Explosions, unearthly sound furnishings, trippy percussion and quintuple-tracked vocals populate the album. The synths on the title rail fizzle and oomph like a less together MGMT before setting off in another management altogether. Sitting Up On Our Crane croons mournfully to itself like United kingdom cult ring Goggle box Personalities in their psych phase, or possibly John Lennon in ane of his more than indulgent moments (and there were plenty of those). Holding Out For You lot, meanwhile, is the sort of graceful slide through deject-baiting childhood fantasyland and psychedelia that makes me notwithstanding miss Mercury Rev so very much.

It's not all wonderment and wigged-out head trips, though. Sometimes the indulgence becomes as well overbearing, and you start wishing Pond would return to planet earth, if just for a moment.
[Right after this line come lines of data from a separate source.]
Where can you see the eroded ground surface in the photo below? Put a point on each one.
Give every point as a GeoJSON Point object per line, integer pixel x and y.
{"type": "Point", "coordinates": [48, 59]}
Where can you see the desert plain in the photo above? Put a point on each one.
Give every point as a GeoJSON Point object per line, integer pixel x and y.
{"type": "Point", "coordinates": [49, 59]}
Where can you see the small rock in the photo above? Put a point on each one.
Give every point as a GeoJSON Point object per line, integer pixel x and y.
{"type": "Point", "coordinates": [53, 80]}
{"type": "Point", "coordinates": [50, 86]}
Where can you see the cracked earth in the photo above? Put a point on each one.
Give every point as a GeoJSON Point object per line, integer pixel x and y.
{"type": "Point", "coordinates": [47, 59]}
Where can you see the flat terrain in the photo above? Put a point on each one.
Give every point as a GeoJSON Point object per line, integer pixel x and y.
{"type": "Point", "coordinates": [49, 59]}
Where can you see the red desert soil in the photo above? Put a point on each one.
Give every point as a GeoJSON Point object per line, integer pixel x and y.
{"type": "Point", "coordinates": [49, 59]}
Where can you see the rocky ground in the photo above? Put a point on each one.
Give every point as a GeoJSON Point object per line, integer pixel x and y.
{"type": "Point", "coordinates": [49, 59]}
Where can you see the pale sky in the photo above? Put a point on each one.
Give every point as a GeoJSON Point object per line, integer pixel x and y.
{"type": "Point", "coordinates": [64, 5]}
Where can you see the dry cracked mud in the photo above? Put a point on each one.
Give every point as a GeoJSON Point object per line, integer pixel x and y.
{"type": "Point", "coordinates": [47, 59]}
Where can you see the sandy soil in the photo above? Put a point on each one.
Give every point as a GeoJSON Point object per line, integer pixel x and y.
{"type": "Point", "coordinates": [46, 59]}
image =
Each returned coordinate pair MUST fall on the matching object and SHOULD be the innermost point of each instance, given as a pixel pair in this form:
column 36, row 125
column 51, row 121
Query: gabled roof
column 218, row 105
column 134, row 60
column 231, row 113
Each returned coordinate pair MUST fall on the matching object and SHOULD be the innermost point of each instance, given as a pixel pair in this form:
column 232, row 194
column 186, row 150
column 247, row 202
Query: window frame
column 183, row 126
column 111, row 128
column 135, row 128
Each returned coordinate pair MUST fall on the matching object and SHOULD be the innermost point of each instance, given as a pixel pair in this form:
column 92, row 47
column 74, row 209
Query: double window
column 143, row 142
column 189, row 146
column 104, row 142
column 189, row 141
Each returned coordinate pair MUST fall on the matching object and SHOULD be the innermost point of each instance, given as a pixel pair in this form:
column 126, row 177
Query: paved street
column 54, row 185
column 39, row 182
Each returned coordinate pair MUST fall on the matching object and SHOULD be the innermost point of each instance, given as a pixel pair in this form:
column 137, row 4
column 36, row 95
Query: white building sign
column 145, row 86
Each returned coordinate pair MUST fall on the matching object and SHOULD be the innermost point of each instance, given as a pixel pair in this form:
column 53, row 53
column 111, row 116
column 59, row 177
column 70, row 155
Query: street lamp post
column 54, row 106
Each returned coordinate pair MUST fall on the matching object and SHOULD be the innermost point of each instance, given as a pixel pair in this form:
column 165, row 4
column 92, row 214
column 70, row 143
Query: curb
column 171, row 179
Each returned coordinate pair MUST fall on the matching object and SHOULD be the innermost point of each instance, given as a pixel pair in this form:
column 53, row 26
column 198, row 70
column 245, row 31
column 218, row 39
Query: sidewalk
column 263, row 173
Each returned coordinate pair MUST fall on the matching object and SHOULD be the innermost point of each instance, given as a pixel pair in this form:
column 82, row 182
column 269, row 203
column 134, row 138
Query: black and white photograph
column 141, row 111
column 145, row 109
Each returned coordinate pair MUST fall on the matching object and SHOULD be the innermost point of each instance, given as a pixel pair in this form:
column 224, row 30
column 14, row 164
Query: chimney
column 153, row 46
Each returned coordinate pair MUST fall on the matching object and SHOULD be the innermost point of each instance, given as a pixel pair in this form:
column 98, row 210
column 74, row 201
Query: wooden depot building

Zond is a bit of a downer, and Outside Is the Correct Side is far too in thrall to George Clinton's surreal funk ring Parliament Funkadelic to bear repeated listens.

Medicine Hat too is worryingly straight – Ryan crooning nasally as the band play plodding country stone, a fiddling like Bob Dylan with the Ring behind him. It's ok by itself, merely one hopes this is a one-off abnormality, not a time to come direction. Australia already has any number of bands that sound like this, but but 1 Swimming.

That'southward fine though – y'all have to expect a picayune uneveness from such a deranged and schizo ring. Indulgent and trippy and sometimes off-kilter – just a whole heap of fun. And they make marvellous spaced-out videos, likewise.